Of course, those kinds of shows got made because Hey Dude did well. Clarissa started airing in 1991 because there were pre-teens—or tweens, as they’re called now—who had grown up with Nickelodeon and were looking for something different to watch. Hey Dude drew decent audiences by jamming 65 episodes into a two-year block, meaning it was in near-constant rotation on the network. Nick couldn’t lose those 8-to-12-year-olds to bad cartoons and MTV shows that were just a little too old for them, so it expanded its tween programming, ultimately emerging as the leader in that market with a solid Saturday-night block known as Snick. Hey Dude showed that kids could handle mild references to going on dates and, in later seasons at least, just a little bit of “will they or won’t they” tension between some of the main characters. (It’s worth noting here that Jake, the roguish replacement hunk that came in when Ted “went to summer school” in a later season was played by Jonathan Galkin, who would go on to head up DFA Records, home to such acts as LCD Soundsystem.)

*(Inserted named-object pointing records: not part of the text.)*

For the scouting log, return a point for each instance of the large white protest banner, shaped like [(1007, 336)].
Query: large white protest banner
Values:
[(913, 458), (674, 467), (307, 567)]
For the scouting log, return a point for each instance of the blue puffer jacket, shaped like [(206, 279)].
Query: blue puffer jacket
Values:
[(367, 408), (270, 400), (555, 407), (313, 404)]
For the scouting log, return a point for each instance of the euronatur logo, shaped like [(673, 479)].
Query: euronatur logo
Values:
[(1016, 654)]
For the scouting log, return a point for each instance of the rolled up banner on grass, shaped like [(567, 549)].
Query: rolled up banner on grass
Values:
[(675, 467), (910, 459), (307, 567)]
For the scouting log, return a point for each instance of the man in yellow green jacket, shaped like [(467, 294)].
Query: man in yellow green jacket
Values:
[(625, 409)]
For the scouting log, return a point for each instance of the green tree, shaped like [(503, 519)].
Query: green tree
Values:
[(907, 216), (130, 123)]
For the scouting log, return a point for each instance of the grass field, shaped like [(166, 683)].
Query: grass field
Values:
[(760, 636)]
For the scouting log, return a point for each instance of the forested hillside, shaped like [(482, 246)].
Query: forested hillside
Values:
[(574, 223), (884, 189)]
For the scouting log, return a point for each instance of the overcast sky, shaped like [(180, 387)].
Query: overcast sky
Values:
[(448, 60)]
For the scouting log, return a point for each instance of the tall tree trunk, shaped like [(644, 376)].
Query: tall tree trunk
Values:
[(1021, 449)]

For all the time they spent with them, viewers didn’t really get to know Hey Dude’s characters, most likely because there wasn’t that much to know. They learned that Melody bursts with niceness. That Brad’s rich, but bad at waitressing. And that Danny is a Hopi Indian because his family makes fry bread and, in a particularly cringe-worthy episode called “Rainmen,” speaks in their native language to a male well-digger with a long ponytail wearing a lot of turquoise and, after consulting a kachina doll, pleads with him to listen to the spirits of the earth and dig the ranch’s well on credit.
Audiences get to know Ted, whom the show is somewhat based around, best. He’s the first character shown in the pilot and often serves as comic relief. He’s also a huge asshole. He’s egotistical, a bad friend, and never really helps out around the ranch. He’s the Bar None’s Jughead, but he’s more handsome, so it’s supposed to be okay. He’s hard to identify with as an adult, and I honestly can’t say whether I identified with him as a kid. Probably not, considering I didn’t fall in a lot of water troughs or let my friends tumble off ladders because I was staring at girls, but hey, that’s not to say that boys my age weren’t totally picking up what he was laying down. And who knows? Maybe Ted grew a conscience in later episodes? Having only watched season one for Memory Wipe, it’s hard to say, especially since so much of the show just blurs together in my head.
That’s the thing about Hey Dude. As a culture, we’ve remembered so little of it—besides the theme song, which, thankfully, remains awesomely catchy—because, really, there’s not much to remember. Unlike other teen-oriented shows and their cultural touch points—Brenda’s decision to have sex on 90210, when Artie left Little Pete on Pete And Pete—it doesn’t really matter that Ted and Brad once got handcuffed together or that Melody’s date with that college dude went all right. Call it the Saved By The Bell effect: Despite having watched hours upon hours of a show, any lessons it might have tried to impart—don’t do uppers, don’t take a pony into the desert—are entirely inconsequential. The show lacks a sense of purpose and of heart, and thus lacks impact. Hey Dude was blandly fun enough in 1989, but 22 years later, it’s just bland.